Turbine is a servlet. It is also a set of re-usable components assembled into a framework. Most of Turbine's components can be used in your own Servlets. It is normal for projects to start off with a simple servlet, tacking on various components like Connection Pooling, Cron Schedulers, User Management, Services, etc. That is what we have done as well, however we have done with pluggability as a major concern. Mix and match for use what you want, Ignore the rest.

EJB

Turbine provides a framework for developing web applications - specifically the front end. EJB provides a framework for developing n-tier applications - specifically the back ends - thus Turbine and EJB complement each other well at that level.

Swing

Turbine is the for the web - Swing is not - not applicable. Although there is a new technology SwingML which can be integrated within Turbine. SwingML describes itself as "an effort to create a markup language to render in a web browser JFC/Swing based graphical user interfaces."

JMS

Turbine provides facilities for plugging in other Services - and thus JMS could be plugged in as a service. Even if it isn't plugged in through Turbine's Services facilities, you can still put your JMS related methods into your code. Turbine doesn't prevent you from calling other Java code.

Transactions

There is nothing in Turbine explicitly using the JTS/JTA - but can use EJB and hence these technologies.
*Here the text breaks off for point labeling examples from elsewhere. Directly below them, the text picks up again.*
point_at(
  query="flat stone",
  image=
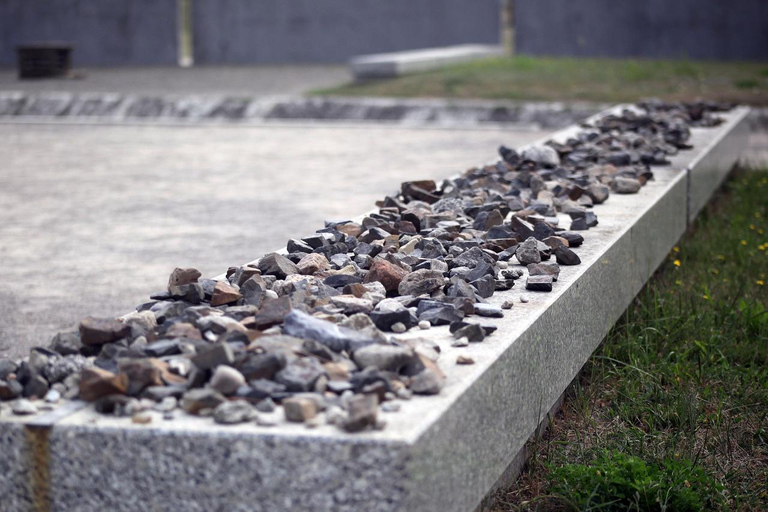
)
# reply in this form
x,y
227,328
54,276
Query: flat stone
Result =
x,y
488,310
545,268
277,265
226,380
386,273
528,252
335,337
183,276
231,413
97,331
383,357
196,400
565,256
362,413
224,294
299,410
541,283
96,383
That belongs in EJB's anyways. :-)

JNDI

Turbine provides access to JNDI via a Service facility. You can always choose to implement your own facility as well (ie: if you have an existing code base that you would like to use, Turbine does not stop you from using it).

XML

Turbine provides support for using and working with XML. Again, nothing preventing you from using XML within Turbine or even sending XML out of Turbine.

JDBC

Turbine provides good support for working with JDBC through the Village API, the Torque Object Relational Tool and its connection pooling facilities. The connection pool is not yet fully J2EE "compatible" in that it does not support DataSources. However, at some point we may choose to implement that. Note, again, Turbine does not prevent you from using your own Connection pooling mechanism, we simply created one because at the time, we needed one and ours works just fine.

JSP

Turbine provides excellent support for using JSP in its model of working - which is based on the Model 2 style with enhancements, such as solving the Action portion of the Model. However, we strongly suggest that you do not use JSP and seek out other alternatives.

Security

Turbine was created long before J2EE was created. Therefore, we needed to implement our own Security Model. This model is based on Users, Roles, Permissions and Object Groups. It is an Access Control List (ACL) based security scheme and can grow to support nearly any level of access control people can come up with. It follows our extensible design pattern and you can use Turbine's code as the basis for any additional security your application requires.

Container Managed Security

You can use container managed security if you wish, and Turbine provides you with mechanism for application managed security, in case you need them.

The main problem with container managed security is that it cannot be managed from the inside of the application. Whenever you want to add/remove users to your application (or suite of them) or want to modify user's roles, you need to use whatever tool your application server provides for that.

Now, this could work just fine for closed-public applications and intranets, but would be really unacceptable on open-public sites, where the users need the ability to register and receive 'accounts' without human interaction.

Currently Turbine supports the latter model - application managed security. This is because if it didn't have it, many people would have to write code to provide it. That's why we created SecurityService in a cooperative effort.

On the other hand, you don't need to write any code to use declarative container managed security. You can restrict access to the Turbine servlet with the usual web.xml magic. If you wish to use programmatic container managed security code, there is relatively very little code to write. You need to create your own SecureScreens (probably extending VelocityScreen) and SecureActions that contained code that calls the HttpServletRequest getUserPrincipal and isUserInRole methods. above.